# Kerodon

$\Newextarrow{\xRightarrow}{5,5}{0x21D2}$

Proposition 5.1.4.16. Suppose we given a commutative diagram of simplicial sets

$\xymatrix@R =50pt@C=50pt{ X \ar [rr]^{f} \ar [dr]_{q_ X} & & Y \ar [dl]^{q_ Y} \\ & S, & }$

where $S$ is a Kan complex. The following conditions are equivalent:

$(1)$

The morphism $f$ is a covariant equivalence relative to $S$.

$(2)$

The morphism $f$ is a contravariant equivalence relative to $S$.

$(3)$

The morphism $f$ is a weak homotopy equivalence.

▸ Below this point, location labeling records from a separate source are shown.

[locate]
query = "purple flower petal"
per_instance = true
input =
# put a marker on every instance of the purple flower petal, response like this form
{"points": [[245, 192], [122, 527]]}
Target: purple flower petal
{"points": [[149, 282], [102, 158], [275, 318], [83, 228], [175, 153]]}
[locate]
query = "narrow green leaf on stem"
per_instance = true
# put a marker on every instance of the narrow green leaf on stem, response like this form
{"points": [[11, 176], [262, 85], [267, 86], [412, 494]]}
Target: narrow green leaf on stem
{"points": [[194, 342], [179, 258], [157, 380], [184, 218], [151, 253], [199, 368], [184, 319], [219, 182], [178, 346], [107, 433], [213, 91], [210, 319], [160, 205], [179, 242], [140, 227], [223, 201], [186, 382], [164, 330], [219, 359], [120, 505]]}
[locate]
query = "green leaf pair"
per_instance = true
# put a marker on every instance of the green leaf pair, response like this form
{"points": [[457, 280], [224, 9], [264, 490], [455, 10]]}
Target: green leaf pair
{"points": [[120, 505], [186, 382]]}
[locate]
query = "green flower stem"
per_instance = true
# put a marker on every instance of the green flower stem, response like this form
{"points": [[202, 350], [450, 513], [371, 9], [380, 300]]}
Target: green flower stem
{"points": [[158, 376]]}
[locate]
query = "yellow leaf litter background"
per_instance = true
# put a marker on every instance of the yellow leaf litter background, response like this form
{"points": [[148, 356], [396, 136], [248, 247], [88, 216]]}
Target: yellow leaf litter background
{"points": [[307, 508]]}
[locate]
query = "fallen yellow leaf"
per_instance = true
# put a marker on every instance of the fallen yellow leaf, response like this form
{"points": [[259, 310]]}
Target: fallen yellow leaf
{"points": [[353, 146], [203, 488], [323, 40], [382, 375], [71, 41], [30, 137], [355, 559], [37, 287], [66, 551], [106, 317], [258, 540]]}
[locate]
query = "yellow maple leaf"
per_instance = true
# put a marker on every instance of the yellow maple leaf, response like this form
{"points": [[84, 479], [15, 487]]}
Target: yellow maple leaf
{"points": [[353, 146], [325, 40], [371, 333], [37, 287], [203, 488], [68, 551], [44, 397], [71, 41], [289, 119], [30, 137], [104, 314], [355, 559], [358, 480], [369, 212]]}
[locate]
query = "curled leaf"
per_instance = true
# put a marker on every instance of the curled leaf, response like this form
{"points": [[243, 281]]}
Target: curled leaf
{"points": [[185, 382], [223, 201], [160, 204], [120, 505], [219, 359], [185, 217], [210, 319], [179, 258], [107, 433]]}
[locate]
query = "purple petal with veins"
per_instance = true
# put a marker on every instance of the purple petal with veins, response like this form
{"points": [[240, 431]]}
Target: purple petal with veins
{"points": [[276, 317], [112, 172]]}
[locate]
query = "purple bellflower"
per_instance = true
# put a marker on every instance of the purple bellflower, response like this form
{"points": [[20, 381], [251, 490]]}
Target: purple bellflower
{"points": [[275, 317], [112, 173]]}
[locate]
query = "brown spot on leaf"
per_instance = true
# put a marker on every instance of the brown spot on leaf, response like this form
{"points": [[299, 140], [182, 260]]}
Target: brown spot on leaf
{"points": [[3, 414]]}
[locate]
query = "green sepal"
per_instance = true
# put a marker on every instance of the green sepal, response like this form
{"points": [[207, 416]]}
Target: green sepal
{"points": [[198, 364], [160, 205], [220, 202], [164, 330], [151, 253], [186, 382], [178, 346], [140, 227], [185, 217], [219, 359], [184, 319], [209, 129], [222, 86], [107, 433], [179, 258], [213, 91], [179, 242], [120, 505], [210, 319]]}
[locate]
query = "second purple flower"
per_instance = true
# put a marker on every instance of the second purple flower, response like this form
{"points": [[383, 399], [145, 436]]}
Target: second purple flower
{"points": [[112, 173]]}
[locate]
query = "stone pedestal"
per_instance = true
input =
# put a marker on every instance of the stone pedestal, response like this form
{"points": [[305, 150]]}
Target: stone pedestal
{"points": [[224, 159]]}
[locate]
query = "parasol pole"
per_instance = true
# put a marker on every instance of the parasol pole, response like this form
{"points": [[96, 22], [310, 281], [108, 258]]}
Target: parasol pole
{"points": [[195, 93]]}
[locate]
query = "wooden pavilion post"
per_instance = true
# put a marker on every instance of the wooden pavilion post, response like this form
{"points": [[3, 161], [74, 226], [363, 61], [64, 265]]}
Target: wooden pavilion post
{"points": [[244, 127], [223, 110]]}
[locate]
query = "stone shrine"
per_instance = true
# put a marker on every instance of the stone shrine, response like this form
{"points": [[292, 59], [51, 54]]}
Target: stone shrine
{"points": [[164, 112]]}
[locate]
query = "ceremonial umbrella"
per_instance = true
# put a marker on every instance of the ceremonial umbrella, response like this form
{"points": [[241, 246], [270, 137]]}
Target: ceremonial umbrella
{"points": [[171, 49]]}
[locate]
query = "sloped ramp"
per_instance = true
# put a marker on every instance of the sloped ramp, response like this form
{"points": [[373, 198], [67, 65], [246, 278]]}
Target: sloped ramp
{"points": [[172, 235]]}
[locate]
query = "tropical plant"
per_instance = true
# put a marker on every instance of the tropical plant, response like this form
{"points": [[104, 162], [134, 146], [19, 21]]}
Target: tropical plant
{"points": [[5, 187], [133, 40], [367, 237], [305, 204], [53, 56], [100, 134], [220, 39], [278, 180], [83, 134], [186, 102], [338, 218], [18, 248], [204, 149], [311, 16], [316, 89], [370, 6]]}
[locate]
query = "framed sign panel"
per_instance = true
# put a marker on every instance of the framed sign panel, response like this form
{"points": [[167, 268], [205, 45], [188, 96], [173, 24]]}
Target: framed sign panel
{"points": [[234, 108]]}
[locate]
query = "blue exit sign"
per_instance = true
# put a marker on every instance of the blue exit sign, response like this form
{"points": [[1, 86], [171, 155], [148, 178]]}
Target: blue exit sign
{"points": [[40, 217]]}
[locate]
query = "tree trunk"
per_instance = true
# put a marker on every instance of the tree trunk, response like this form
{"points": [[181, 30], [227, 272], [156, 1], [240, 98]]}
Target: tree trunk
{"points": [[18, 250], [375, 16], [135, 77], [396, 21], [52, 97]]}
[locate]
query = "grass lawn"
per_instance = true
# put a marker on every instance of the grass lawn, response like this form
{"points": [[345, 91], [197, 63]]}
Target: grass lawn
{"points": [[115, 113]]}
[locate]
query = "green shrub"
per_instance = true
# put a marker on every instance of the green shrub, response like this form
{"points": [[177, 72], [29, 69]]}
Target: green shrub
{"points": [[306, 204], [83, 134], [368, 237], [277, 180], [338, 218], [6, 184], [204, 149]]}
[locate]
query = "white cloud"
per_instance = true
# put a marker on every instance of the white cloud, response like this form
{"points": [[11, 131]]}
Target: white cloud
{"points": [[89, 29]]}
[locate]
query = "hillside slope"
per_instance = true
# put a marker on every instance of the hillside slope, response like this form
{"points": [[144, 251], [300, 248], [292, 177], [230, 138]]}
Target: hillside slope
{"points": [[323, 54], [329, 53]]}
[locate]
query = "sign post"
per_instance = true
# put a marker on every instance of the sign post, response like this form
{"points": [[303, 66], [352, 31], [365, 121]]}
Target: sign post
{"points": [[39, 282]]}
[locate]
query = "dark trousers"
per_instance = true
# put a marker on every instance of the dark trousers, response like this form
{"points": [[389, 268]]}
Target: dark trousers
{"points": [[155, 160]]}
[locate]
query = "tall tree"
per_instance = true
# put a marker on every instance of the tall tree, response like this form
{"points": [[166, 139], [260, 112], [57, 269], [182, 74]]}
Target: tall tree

Proof. The implications $(1) \Rightarrow (3)$ and $(2) \Rightarrow (3)$ follow from Remark 5.1.4.8 (and do not require the assumption that $S$ is a Kan complex). We will complete the proof by establishing the implication $(3) \Rightarrow (1)$ (the proof of the implication $(3) \Rightarrow (2)$ is similar). Assume that $f$ is a weak homotopy equivalence and let $Z \rightarrow S$ be a left fibration; we wish to show that the induced map $\theta : \operatorname{Fun}_{/S}(Y,Z) \rightarrow \operatorname{Fun}_{/S}(X,Z)$ is bijective on connected components. Our assumption that $S$ is a Kan complex guarantees that $q$ is a Kan fibration (Lemma 5.1.2.4), so that $Z$ is also a Kan complex. Consider the diagram of simplicial sets

5.5
$$\begin{gathered}\label{equation:covariant-equivalence-over-Kan} \xymatrix@C =50pt@R=50pt{ \operatorname{Fun}(Y,Z) \ar [r]^-{\circ f} \ar [d]^{q \circ } & \operatorname{Fun}(X,Z) \ar [d]^{q \circ } \\ \operatorname{Fun}(Y,S) \ar [r]^-{\circ f} & \operatorname{Fun}(X,S). } \end{gathered}$$

Our assumption that $f$ is a weak homotopy equivalence guarantees that the horizontal maps in this diagram are homotopy equivalences (Corollary 3.1.6.5), so that diagram (5.5) is a homotopy Cartesian (Corollary 3.4.1.3). Corollary 3.1.3.2 guarantees that the vertical maps in the diagram (5.5) are Kan fibrations. Invoking Example 3.4.1.4, we conclude that the induced map

$\theta : \operatorname{Fun}_{/S}(Y,Z) = \{ q_ Y \} \times _{ \operatorname{Fun}(Y,S)} \operatorname{Fun}(Y,Z) \rightarrow \{ q_ X \} \times _{ \operatorname{Fun}(X,S) } \operatorname{Fun}(X,Z) = \operatorname{Fun}_{/S}(X,Z)$

is also a homotopy equivalence, and is therefore bijective on connected components. $\square$